Displays key data output from the principal component analysis (PCA) for the user to view.
This sub-tab provides a direct view of the core numerical results generated by the Principal Component Analysis, typically displayed in a terminal-like output format. It usually shows snippets of the key data tables for eigenvalues, variables, and individuals.
This section summarizes the variance associated with each principal component (dimension).
Variance: The eigenvalue for the corresponding dimension (principal component). Represents the amount of variance captured.
% of var. (Percent of Variance): The percentage of the total dataset variance explained by that single dimension.
Cumulative % of var. (Cumulative Percent of Variance): The running total of the variance explained by including the current dimension and all preceding ones.
This section shows PCA results for the individual samples (rows), typically displaying the first 10 individuals.
Dist: Often represents the squared distance of the individual from the origin (centroid) in the full principal component space. Can indicate how much an individual deviates overall.
Dim.X (e.g., Dim.1, Dim.2): The coordinate (score) of the individual on that specific principal component (dimension). This determines the sample's position in the PCA plots.
ctr (Contribution): The percentage contribution of that individual to the total variance of that specific principal component. High values indicate influential points for that dimension.
cos2 (Quality of Representation): The quality of representation of the individual on that specific principal component. A value closer to 1 means that dimension captures a large portion of that individual's variance. (Note: This is the cos2 per dimension, while the quality plots often show the sum across selected dimensions).
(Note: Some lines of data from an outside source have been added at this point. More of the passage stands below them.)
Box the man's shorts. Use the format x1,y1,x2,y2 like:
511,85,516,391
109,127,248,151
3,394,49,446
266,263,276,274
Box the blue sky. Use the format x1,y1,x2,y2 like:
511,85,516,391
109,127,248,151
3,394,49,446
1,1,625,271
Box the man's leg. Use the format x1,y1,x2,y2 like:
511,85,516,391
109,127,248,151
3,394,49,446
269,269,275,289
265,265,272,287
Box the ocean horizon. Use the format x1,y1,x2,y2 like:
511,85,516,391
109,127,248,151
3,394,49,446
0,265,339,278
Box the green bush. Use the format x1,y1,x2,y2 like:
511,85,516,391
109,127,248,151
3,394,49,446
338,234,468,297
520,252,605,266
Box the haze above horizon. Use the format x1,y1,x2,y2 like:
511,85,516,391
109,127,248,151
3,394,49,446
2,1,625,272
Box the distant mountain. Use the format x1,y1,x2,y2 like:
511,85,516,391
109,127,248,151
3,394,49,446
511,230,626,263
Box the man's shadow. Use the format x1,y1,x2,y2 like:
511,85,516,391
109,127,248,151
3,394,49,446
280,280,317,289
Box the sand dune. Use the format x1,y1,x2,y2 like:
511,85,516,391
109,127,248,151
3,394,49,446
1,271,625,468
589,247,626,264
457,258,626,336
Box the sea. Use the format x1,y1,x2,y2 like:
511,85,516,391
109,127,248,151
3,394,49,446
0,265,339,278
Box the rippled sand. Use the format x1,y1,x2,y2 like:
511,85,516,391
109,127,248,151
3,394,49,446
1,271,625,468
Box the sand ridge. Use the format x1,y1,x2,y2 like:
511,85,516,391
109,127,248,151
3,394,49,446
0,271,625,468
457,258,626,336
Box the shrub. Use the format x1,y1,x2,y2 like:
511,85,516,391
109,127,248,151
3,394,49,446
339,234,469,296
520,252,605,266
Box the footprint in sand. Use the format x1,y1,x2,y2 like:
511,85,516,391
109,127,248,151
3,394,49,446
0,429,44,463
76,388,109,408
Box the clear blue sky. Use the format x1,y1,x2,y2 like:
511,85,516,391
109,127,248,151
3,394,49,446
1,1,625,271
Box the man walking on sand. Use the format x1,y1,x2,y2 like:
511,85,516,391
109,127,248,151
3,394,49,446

This section shows PCA results for the original variables (columns), typically displaying the first 10 variables.
Dim.X (e.g., Dim.1, Dim.2): The coordinate (loading) of the variable on that specific principal component (dimension). Indicates the correlation/relationship between the variable and the PC.
ctr (Contribution): The percentage contribution of that variable to the total variance of that specific principal component. High values indicate variables that strongly define that dimension.
cos2 (Quality of Representation): The quality of representation of the variable on that specific principal component. A value closer to 1 means that dimension captures a large portion of that variable's variance.